As Invasões
Euclides Neto
Tribuna da Bahia - Salvador - BA - 1993
Tribuna, 20 de novembro de 199
Euclides Neto
As Invasões
Se alguém disser que está ocorrendo uma invasão, todos entendem que a causadora é gente pobre. Somente os necessitados, portanto, a cometem. Puro engano. As maiores invasões foram praticadas, e ainda o são, pelos que tiveram e têm o poder político e/ou econômico. São as imensas titulações de terras, adquiridas ou regularizadas perante o Estado, ou simplesmente apossadas, até pelas armas, sob a passividade e/ou conivência de quem devia defender a coisa pública. Aqui na Capital, também. Se fizermos um apanhado, verificaremos que as chamadas invasões pelos despossuídos são um nada em relação às dos importantes, sempre organizados e bem assistidos juridicamente. A diferença é que o amontoado de casebres grita pela sua própria miséria, denunciando-se, suja a paisagem, ao contrário das usurpações pelos loteamentos asfaltados e espigões envidraçados. Exemplo: uma invasão pelos magros nas areias de Abaeté logo dá na vista. O mesmo procedimento feito por um consórcio moteleiro quase não é censurado, sobretudo se mostrar luzes coloridas.

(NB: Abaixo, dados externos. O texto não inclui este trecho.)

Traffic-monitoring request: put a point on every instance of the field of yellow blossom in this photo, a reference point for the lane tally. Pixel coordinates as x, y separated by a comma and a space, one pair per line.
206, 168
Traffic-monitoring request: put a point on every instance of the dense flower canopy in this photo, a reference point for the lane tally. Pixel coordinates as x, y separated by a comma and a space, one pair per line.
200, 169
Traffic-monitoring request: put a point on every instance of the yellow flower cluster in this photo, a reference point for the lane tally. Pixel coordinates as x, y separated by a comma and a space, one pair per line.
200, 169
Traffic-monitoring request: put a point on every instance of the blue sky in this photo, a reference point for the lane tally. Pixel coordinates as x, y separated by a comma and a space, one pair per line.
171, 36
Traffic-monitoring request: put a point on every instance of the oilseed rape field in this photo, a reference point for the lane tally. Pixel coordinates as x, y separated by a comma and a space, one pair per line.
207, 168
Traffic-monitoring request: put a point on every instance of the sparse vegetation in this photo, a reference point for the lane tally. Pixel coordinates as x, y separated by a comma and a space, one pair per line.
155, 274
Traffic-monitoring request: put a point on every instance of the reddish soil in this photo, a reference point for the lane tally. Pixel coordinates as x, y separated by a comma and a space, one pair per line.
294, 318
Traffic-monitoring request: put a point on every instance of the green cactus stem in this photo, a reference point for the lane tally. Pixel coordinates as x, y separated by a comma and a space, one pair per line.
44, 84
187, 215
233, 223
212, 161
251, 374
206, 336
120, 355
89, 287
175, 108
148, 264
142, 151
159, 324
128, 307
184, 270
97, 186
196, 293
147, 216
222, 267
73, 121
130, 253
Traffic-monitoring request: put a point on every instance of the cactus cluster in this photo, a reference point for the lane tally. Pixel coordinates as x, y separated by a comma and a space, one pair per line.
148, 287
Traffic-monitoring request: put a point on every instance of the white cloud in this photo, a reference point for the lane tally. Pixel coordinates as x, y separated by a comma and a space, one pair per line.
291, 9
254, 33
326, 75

Condena-se somente ocupação pelos carentes, pois que a outra é protegida pela falsa legalidade e não prejudica o visual. O barraco envergonha a cidade; o moderno prédio de apartamento é progresso. Um, condena-se; o outro, admira-se. Mas, se o leitor não tivesse onde abrigar família, o que faria? Pare e reflita com boa vontade. Você, neste caso, teria tanto culto à propriedade que se encontrava largada há tempos, sem nenhum sinal efetivo de posse direta, como se não houvesse dono? Ao lado do direito de propriedade não existe um outro que se chama estado de necessidade, ambos encastoados no nosso sistema jurídico?
A realidade é que aumenta a população e o espaço físico é o mesmo. Os solos de Salvador e dos seus arrabaldes são os mesmos de 1549. A população explodiu e, forçosamente, tem que ocupar um canto. Não há governo, nem polícia, nem justiça que controlem isso. Não se trata somente de uma questão de ordem legal. Caímos na fatalidade das leis da física que mandam a engenharia deixar um vazio entre corpos que se dilatam com o calor. Do contrário, arrebenta. Não há como enfrentar a dilatação populacional sem deixar espaço que a acomode.
Quanto ao campo, a realidade é a mesma. Não há trabalho para todos nem lugar para plantar nem para morar. Daí a ocupação de terras até particulares. Digo até, porque grande parte destas terras é do Estado.
Só há um remédio — só um — para evitar as invasões: segurar o lavrador lá fora, entregando-lhe parte dos quinze milhões de hectares ociosos. Fora daí é pretender acabar com a doença castigando o doente.
E não adiantam programas de casas populares nos grandes centros. Ao contrário: quanto mais fizer isto, mais os carentes são atraídos. E o fenômeno da loteria esportiva: quando alguém é premiado faz-se o alarde, levando todos a pensar que vão ser contemplados pela sorte.
O problema agrava-se. Os descendentes dos marginalizados estão nascendo, multiplicando-se irresponsavelmente, imiscuídos em todos os vícios e privações, sem os valores positivos dos primeiros que vieram do interior. Assalto passou a ser profissão, com sindicato inclusive — o do crime.
Sem Reforma Agrária, ordeira programada, portanto, não haverá trabalho — que é alegria, pão – e jamais resolveremos as dificuldades da moradia, da comida, da violência, da saúde, transporte coletivo, cidadania. E não evitaremos as invasões.